Consider Your Pet's Breed
Your pet's breed maters. Reverse sneezing is particularly prevalent in beagles and corgis. The condition is in no way limited to just those breeds. Dogs with long muzzles are vulnerable to reverse sneezing.
It's important to never make assumptions about reverse sneezing. If your dog is a brachycephalic breed, what you suspect is reverse sneezing could actually indicate a potential respiratory issue. If this is the case, your dog will likely display other signs of breathing difficulty. Some examples of brachycephalic breeds include Cavalier King Charles spaniels, boxers, bulldogs, Japanese chins, Tibetan spaniels and pugs.
Brachycephalic breeds are prone to tracheal collapse, a degenerative condition that affects dogs' cartilaginous rings and causes a snorting or honking sound and coughing. The condition requires a veterinarian's attention and could require surgery.

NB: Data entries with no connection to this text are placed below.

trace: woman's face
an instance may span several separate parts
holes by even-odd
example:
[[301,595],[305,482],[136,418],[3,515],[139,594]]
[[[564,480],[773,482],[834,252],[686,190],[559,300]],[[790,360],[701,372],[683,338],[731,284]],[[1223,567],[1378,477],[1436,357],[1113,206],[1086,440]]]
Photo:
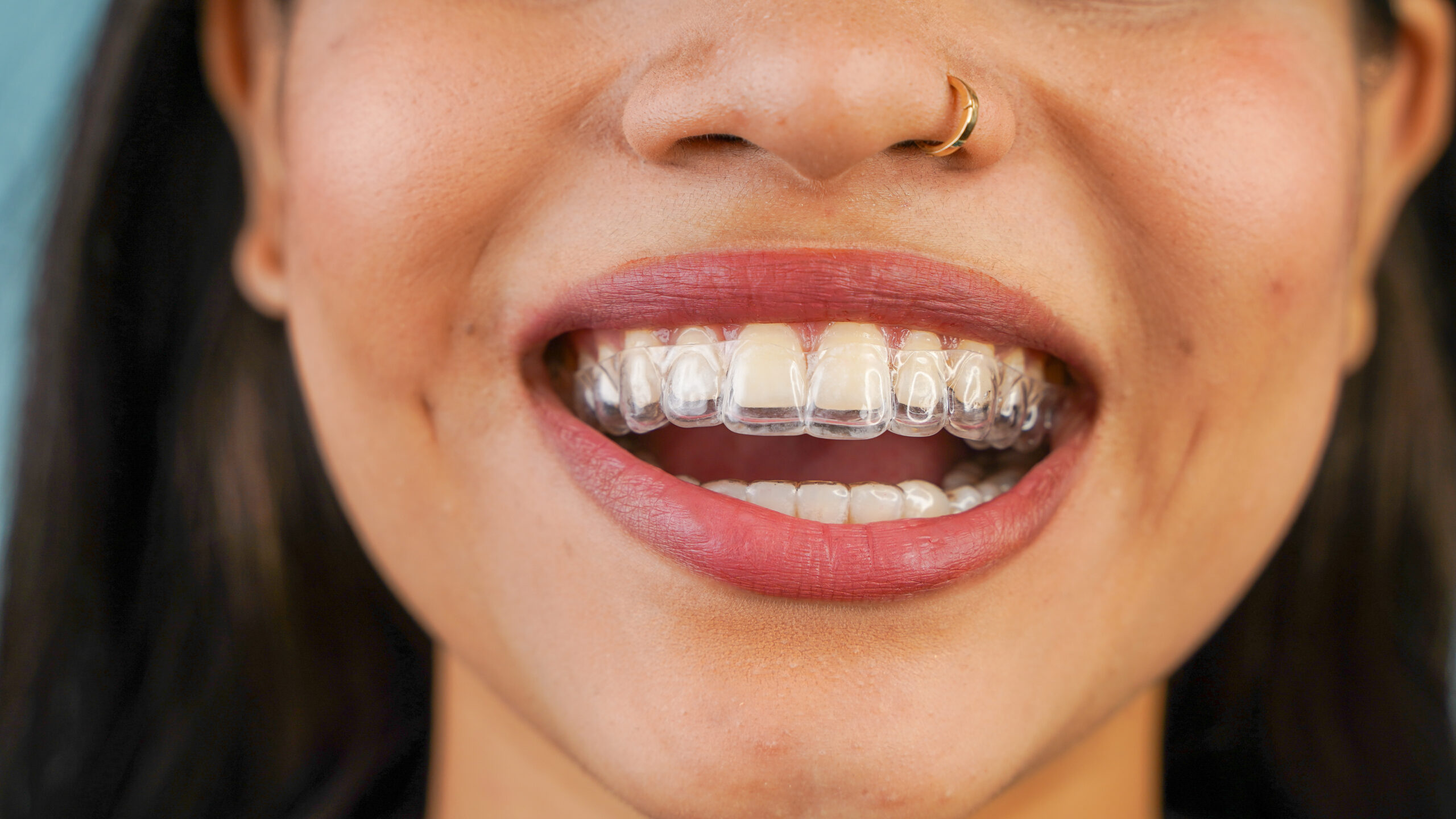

If your pet's reverse sneezing doesn't cease quickly and he falls to the ground, contact your veterinarian immediately for emergency care. The symptoms could be the result of a foreign item located in his larynx. They could be the result of various nasopharyngeal and nasal disorders.
If you spot your pet reverse sneezing, try to get the incident on video. This can be very helpful for your veterinarian. Video evidence can help your vet determine whether or not your dog was actually reverse sneezing.